Sports are best when the best are good.

Does anyone really care if the Marlins win the World Series?

Not really. We are a society that consumes excellence and idolizes greatness.

We embrace upstarts but, ultimately, we love the blue bloods, and these two blue-wearing schools are as royally blooded as they get.

"I dreamed about [a matchup with Kentucky] as soon as I saw the brackets," Kansas coach Bill Self said. "I said, 'How cool would it be to play Kentucky in the finals?'

"I do think it's pretty neat that you have the two winningest programs of all time hooking up. The bluest of the blue bloods getting a chance to play."

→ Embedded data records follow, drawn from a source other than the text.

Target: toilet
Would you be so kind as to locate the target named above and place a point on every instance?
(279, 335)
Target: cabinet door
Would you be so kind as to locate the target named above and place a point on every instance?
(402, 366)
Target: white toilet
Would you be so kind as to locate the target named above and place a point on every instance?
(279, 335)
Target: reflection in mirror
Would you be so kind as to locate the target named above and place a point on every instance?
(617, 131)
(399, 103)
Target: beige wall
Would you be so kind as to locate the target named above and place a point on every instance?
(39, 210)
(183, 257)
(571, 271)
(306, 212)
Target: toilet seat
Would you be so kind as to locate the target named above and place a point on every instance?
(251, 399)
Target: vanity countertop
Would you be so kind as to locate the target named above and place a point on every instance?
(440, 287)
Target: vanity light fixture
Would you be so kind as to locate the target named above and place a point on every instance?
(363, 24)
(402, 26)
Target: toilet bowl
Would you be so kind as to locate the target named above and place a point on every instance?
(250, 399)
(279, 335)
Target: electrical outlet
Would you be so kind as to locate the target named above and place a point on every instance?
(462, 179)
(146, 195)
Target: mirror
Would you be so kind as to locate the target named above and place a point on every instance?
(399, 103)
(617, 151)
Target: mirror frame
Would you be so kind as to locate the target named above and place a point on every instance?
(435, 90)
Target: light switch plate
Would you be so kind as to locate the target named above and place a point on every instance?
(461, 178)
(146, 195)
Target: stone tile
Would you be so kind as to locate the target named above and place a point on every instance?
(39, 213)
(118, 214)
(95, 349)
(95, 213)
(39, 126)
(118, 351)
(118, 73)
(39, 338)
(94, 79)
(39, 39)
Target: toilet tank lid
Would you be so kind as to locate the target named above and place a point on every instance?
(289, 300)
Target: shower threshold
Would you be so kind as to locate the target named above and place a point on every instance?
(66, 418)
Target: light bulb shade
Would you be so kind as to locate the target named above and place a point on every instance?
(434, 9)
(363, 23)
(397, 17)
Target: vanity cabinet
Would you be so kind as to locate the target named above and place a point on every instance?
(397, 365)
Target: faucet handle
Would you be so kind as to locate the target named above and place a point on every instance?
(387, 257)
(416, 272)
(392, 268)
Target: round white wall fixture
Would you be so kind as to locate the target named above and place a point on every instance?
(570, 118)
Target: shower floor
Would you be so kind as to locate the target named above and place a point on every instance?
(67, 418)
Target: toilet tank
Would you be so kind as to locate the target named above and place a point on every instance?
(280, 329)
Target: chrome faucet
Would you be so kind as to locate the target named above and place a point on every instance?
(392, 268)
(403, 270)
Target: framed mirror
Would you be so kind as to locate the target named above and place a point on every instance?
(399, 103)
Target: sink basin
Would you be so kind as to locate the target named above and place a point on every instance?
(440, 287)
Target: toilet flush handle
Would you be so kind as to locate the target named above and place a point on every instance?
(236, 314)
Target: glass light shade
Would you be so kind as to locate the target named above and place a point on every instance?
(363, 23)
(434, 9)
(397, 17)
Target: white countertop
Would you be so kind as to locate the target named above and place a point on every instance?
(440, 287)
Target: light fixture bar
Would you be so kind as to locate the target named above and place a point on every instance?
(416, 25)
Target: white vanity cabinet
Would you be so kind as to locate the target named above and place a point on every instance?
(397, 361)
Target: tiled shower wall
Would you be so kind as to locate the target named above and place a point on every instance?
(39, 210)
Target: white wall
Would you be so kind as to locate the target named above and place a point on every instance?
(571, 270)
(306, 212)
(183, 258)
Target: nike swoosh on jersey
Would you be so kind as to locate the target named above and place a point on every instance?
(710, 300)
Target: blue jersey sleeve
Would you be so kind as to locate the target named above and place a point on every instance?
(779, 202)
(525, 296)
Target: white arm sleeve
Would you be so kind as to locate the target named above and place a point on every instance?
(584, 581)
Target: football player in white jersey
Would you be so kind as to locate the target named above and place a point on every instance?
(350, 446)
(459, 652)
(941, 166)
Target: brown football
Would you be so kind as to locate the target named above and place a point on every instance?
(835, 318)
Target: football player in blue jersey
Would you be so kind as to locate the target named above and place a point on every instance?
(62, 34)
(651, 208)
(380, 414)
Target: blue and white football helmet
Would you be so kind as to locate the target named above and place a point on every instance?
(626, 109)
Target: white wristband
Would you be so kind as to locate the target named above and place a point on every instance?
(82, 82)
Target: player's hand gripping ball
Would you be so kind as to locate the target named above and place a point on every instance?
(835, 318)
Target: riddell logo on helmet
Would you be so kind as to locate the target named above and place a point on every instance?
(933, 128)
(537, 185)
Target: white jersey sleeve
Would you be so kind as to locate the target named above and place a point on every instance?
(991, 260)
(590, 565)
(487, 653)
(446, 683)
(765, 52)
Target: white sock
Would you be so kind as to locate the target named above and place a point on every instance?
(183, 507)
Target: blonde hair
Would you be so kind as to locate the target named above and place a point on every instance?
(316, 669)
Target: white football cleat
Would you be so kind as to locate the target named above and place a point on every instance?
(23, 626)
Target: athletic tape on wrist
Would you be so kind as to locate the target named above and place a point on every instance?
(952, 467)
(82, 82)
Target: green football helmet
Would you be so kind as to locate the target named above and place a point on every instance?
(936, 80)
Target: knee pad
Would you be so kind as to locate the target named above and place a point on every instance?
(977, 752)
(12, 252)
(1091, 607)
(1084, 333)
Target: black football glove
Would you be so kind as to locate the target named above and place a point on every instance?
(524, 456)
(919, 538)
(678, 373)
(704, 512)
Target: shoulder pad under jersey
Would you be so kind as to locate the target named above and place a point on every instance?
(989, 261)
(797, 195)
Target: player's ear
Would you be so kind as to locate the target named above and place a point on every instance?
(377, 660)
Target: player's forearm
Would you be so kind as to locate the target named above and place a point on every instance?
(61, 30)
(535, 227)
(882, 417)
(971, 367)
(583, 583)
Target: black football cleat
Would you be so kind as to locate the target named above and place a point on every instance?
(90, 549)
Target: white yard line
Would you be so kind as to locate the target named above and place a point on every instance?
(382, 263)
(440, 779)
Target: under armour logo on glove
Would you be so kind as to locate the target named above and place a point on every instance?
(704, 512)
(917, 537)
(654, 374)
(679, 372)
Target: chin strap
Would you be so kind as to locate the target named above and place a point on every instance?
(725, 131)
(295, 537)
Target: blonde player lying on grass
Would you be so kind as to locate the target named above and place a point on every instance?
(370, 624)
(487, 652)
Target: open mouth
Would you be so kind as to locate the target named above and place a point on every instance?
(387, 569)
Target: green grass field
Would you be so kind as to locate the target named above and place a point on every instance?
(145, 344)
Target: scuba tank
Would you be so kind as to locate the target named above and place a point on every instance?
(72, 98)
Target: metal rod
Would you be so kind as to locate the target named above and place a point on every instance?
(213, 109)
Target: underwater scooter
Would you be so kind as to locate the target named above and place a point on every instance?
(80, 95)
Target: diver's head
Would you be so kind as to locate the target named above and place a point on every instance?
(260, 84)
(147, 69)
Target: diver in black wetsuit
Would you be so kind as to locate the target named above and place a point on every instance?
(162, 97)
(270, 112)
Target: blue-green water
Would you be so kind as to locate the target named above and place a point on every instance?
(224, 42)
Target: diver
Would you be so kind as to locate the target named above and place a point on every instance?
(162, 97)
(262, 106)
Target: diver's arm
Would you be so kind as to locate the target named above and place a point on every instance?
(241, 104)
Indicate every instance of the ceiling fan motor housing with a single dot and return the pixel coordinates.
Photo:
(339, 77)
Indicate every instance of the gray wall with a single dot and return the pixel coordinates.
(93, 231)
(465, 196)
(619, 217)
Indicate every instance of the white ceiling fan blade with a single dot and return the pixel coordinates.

Kansas and Kentucky are sepia-toned history pages come to life, places where you can blow the musty odor off the reference books and practically feel the past seeping through the pages.

There's Wilt Chamberlain and Dan Issel, The Unforgettables and Danny Manning and the Miracles.

From leading in all-time wins to racking up appearances in the Final Four (Kentucky 15, Kansas 14) and NCAA tournament titles (seven for the Wildcats, three for the Jayhawks), the two programs own the game's history.

Yet neither program lives in the past, holding on to its laurels in the hope people will remember them. The two are as relevant today as they were back in the day. Kansas won a national title in 2008, and Kentucky played in the Final Four in 2011.

And although their ardent fan bases might treat their players like rock stars and losses like familial tragedies, their reach extends beyond their alumni bases.

This is what the game needs and craves and, frankly, deserves.

Unfortunately, the undercard storyline might dominate the conversation in the immediate afterglow -- whether this national title game will serve as a referendum on how to win in the current college basketball landscape.

There are recyclables that will spend more time in Lexington than most of the current Wildcats roster. Within days of the national championship, most will announce their intention to move on to the next stage of their life, continuing a dizzying turnover that has hit UK since Calipari took over the program.

Calipari won't apologize for capitalizing on the system, nor should he.

It is not as though he is the only one who tried to recruit Anthony Davis, Michael Kidd-Gilchrist and Marquis Teague. He merely got them.

All of them.

But if Kentucky wins, plenty of people will decry the end of college basketball as we know it.

Meantime, Kansas is the throwback winner, a team that doesn't count a freshman or sophomore among its starting five.

The Jayhawks came up the old-fashioned way, gaining minutes as they gained experience, getting better as they got accustomed to one another.

That it is by default rather than design will get lost in the shuffle. The truth is, Bill Self lost two freshmen to academic ineligibility early and has had his share of one-and-dones, too.

But his team, should it win, will be lauded as proof that building teams as opposed to assembling rosters is the way to go.

And should all of that overshadow this national championship, it will be a shame. To quote every coach's favorite cliché, the game is what it is.

For better or worse, it's not changing.

So instead of bemoaning what might come, let's embrace what we have here: an epic title game, a rhapsody in blue if you will.

As the song says, the ball goes up.

And delightfully, it is Naismith and Rupp hosting the jump.